My best smoking engine is MTH RailKing ProtoSound 1 engine. I rarely run it anymore because it is conventional and I only run command controlled engines on my Christmas Layout each year. 

This is one of my "all time favorite" photos from my Christmas Layout in 2003 with engine coming out of a tunnel...

View attachment 485750


Here are few photos from Spring 2015 which is the last time I ran it...

View attachment 485752


View attachment 485754


View attachment 485756


I think there is engine down there somewhere!

View attachment 485758


You would think there is a fire in the house from this photo....

View attachment 485760


----------



## Spence (Oct 15, 2015)

I have videos but no stills of smoking engines.
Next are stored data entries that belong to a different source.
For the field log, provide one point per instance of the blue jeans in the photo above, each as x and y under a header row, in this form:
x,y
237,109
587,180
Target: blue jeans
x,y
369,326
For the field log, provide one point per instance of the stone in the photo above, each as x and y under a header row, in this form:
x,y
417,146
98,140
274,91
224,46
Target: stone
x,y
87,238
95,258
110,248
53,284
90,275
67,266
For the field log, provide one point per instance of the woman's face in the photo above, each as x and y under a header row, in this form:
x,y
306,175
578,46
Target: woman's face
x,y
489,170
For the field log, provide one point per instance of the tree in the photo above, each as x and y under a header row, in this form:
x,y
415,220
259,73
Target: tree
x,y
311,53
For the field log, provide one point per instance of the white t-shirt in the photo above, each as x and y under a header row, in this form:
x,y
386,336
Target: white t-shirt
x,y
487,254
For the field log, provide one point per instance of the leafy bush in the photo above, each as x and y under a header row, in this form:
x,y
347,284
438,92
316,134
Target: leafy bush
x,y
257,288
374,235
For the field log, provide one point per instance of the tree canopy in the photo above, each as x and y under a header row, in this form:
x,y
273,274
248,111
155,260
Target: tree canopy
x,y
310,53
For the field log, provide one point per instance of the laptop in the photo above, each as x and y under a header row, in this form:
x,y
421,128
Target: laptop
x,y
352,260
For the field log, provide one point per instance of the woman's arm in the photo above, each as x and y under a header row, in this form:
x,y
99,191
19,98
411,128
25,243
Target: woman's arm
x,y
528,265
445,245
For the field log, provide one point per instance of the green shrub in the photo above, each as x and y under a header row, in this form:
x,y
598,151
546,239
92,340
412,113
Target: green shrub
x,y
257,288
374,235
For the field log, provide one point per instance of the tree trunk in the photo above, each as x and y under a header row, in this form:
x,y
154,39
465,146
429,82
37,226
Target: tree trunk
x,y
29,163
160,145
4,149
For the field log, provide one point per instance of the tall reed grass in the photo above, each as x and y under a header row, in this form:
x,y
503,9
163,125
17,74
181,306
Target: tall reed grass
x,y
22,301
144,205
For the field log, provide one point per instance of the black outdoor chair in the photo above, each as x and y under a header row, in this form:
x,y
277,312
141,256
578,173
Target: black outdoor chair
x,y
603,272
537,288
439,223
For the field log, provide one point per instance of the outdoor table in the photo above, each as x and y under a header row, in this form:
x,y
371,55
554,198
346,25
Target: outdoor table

I didn't post any because I don't want to hijack the thread.


----------



## gunrunnerjohn (Nov 10, 2010)

The best smoke I ever saw was when the smoke regulator shorted on a Legacy 10-wheeler, it came out of a tunnel and looked like it was on fire! 

This is a clip from one of my upgrades, I added fan driven smoke to the Hogwart's Locomotive. For some reason, the smoke seems to show up better in video than stills.


----------



## cole226 (Feb 8, 2013)

My Williams berk


----------



## Jeff T (Dec 27, 2011)

Lionel TMCC BNSF with 27 ohm resistor replaced with MTH 16 ohm resistor. (A practice not recommended by those who know better.)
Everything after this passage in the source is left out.